SAP Cloud Platform Security Services

The SAP Cloud Platform offers three security services to authenticate and provision users and privileges across the SAP cloud applications, as well as to manage them from a governance perspective.

SAP Cloud Platform Identity Authentication Service (IAS)

SAP Cloud Platform Identity Authentication service enables organizations to provide their employees, customers and partners with cloud-based access to the enterprise processes, applications and data they need. Authentication mechanisms such as single sign-on functionality, on-premise integration and self-service options are built-in features for SAP cloud applications.

OAuth is an open security protocol that replaces a person’s username and password with a token. As a result, OAuth clients provide secure delegated access to server resources on behalf of a resource owner. The SAP Cloud Platform supports the OAuth 2.0 protocol as a method of protecting application APIs and resources.

Learn more about IAS here.

SAP Cloud Platform Identity Provisioning Service (IPS)

SAP Cloud Platform Identity Provisioning automates identity lifecycle processes. It enables you to provision identities and their authorizations to various cloud and on-premise business applications. Identity provisioning software improves IT security and reduces compliance costs. User accounts and permissions can be automated. Existing identity stores, such as enterprise-based Active Directory, can be used to provide support for heterogeneous landscapes. 
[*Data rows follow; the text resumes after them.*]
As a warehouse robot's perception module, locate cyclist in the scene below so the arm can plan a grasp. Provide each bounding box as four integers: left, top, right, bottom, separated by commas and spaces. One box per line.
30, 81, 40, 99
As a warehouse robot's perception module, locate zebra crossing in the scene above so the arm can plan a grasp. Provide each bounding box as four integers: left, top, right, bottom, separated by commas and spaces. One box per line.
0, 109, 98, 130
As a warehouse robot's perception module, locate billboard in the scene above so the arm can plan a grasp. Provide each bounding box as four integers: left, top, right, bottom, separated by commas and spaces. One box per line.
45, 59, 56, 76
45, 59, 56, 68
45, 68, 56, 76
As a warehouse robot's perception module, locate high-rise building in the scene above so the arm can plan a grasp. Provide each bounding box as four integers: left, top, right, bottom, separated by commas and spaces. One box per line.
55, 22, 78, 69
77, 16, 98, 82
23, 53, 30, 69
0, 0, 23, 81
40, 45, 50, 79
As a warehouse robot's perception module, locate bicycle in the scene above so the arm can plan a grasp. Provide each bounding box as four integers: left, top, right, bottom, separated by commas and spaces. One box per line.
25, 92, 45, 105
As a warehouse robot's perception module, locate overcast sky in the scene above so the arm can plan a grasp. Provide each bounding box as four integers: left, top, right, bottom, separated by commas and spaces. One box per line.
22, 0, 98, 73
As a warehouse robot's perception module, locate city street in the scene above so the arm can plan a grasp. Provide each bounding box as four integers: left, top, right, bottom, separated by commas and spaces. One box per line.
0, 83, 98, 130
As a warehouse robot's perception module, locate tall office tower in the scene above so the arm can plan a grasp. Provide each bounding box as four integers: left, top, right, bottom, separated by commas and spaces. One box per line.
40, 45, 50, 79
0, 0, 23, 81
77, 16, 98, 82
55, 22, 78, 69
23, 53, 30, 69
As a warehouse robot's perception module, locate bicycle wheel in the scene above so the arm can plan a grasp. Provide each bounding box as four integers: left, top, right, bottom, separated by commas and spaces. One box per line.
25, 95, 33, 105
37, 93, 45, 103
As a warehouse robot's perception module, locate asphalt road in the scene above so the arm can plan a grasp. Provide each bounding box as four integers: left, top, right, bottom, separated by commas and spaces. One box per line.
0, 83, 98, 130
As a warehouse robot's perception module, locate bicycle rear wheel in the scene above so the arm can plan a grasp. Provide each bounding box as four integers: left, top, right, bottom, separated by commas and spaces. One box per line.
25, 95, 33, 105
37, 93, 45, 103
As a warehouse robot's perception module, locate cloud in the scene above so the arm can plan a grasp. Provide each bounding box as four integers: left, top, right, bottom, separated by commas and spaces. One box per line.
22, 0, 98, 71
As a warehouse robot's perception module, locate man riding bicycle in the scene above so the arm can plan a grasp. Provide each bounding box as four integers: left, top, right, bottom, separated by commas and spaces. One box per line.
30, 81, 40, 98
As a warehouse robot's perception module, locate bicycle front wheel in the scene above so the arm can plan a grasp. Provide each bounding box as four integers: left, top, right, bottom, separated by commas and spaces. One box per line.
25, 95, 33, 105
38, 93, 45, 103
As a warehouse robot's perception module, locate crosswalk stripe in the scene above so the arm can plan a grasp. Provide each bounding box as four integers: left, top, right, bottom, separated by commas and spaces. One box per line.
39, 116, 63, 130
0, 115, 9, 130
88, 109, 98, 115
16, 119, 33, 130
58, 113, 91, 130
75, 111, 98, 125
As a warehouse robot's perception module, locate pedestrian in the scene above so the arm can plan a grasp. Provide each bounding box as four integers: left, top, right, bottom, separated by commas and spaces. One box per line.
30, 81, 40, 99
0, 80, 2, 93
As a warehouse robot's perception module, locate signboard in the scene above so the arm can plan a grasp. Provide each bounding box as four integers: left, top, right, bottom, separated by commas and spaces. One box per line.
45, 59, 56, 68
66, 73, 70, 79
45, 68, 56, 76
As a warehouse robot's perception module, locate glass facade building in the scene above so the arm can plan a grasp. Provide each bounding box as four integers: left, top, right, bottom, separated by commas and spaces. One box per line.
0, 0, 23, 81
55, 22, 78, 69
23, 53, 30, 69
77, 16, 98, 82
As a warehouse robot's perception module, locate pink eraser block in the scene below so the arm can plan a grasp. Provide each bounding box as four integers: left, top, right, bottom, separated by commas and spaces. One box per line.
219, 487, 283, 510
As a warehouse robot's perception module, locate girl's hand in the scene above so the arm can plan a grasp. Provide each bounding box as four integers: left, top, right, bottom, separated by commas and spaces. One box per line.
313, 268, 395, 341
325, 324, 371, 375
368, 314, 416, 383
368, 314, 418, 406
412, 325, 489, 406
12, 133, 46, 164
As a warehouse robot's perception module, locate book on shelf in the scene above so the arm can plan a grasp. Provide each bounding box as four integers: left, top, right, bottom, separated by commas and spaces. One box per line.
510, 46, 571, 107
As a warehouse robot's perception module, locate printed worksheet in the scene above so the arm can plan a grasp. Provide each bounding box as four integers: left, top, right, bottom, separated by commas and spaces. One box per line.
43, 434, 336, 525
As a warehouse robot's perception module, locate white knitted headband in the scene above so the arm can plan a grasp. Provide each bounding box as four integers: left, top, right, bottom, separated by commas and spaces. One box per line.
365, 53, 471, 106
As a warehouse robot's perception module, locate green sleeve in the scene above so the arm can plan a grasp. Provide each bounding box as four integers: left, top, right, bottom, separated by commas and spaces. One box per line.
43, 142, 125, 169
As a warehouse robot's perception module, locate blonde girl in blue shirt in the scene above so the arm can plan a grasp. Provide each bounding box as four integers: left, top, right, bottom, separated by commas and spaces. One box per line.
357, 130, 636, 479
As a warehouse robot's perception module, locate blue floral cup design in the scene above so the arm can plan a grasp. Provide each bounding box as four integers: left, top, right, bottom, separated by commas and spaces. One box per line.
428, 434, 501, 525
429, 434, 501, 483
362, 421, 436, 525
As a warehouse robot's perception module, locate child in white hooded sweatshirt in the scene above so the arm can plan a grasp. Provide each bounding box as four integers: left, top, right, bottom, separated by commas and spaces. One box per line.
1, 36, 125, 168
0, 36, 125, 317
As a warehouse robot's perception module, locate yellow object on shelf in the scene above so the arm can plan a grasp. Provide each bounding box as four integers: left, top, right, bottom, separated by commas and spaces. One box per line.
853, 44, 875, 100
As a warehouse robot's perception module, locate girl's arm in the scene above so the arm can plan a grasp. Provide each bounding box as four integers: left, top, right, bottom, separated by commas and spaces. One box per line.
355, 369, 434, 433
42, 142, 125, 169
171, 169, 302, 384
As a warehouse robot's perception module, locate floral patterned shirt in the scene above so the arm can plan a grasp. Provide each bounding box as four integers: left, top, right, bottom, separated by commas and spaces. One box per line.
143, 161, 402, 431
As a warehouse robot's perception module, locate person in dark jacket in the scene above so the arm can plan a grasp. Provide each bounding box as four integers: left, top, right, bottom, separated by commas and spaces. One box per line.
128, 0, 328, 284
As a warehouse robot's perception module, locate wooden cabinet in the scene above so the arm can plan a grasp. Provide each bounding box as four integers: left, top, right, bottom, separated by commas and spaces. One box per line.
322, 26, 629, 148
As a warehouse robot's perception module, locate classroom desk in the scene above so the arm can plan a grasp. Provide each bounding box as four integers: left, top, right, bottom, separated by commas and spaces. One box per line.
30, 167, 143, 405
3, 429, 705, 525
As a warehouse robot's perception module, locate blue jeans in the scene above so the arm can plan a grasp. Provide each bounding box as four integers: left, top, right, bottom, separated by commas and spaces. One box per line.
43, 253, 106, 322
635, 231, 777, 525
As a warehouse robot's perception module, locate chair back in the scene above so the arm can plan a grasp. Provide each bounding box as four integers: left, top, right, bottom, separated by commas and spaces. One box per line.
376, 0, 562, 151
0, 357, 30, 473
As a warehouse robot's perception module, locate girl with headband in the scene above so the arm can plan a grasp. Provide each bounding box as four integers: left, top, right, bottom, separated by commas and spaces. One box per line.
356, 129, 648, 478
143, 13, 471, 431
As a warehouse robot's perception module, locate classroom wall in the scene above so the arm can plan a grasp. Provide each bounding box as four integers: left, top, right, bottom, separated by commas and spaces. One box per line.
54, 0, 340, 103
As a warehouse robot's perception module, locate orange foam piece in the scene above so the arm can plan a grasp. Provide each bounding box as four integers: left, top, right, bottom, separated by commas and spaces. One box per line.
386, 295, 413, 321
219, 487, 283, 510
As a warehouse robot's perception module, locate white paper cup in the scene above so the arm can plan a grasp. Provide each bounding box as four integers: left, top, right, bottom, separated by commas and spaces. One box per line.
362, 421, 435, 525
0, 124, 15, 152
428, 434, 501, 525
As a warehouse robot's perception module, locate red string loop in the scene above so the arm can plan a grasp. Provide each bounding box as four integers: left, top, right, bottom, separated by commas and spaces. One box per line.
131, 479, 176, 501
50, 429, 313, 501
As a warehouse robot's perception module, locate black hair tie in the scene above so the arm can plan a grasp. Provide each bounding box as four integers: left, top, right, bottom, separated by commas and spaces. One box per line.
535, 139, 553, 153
In addition to deploying on-premise or third-party cloud users to SAP cloud applications, customers can also provide the appropriate user permissions for each SAP cloud application during the deployment process. This is done by defining the access policies before the deployment process and by mapping the user groups to the user roles in the cloud. In addition, SAP Cloud Platform supports dynamic role assignment.

SAP Cloud Identity Access Governance (IAG)

SAP Cloud Identity Access Governance service offers a range of identity and access management capabilities, including (among others) self-service access requests for on-premise and cloud applications, access risk analysis, and role design. Each of the services that come with SAP Cloud IAG can work independently or in combination with one another.

Learn more about IAG here.

FAQs

Is the SAP Cloud Platform based on SAP NetWeaver ABAP?

The SAP Cloud Platform is not based on an SAP NetWeaver ABAP. However, with the SAP Cloud Platform ABAP environment, you can develop ABAP code in the cloud.

Which open standards does SAP Cloud Platform integrate with?

SAP Cloud Platform relies on open standards like Java, JavaScript, Node.js, and Cloud Foundry for integration options.

Can you host the SCP on Microsoft Azure, Google Cloud, or Amazon’s AWS?

The SAP Cloud Platform is a platform-as-a-service (PaaS) offering from SAP that cannot be hosted elsewhere. You can, however, host your on-premise SAP S/4HANA system on Microsoft Azure and connect to SCP.

Who is responsible for SAP security in SCP?

The responsibility in SCP is shared between the service provider of the cloud (SAP) and the customer’s SAP security team. That’s why it’s important that contracts are put in place that clearly define the responsibilities and liabilities of all parties involved. 

How do you manage identities in SCP?

Identity management can be achieved by using the IPS as your identity provider. 

Conclusion

SAP Cloud Platform (SCP) is a PaaS (platform-as-a-service) offering from SAP that provides services for the development, integration and deployment of modern cloud applications, as well as for customer-specific expansion of cloud and on-premise landscapes. 

Securing the cloud platform is a mixed responsibility between the provider (SAP) and the customer. While the platform security is handled by SAP, customers are still responsible for taking care of the users of the cloud solutions. 

With the SAP Cloud Platform security services, you can authenticate and provision your end-users to SAP’s cloud services and applications. An access governance structure, similar to what SAP Access Control (GRC) offers on-premise, can be achieved with the IAG service.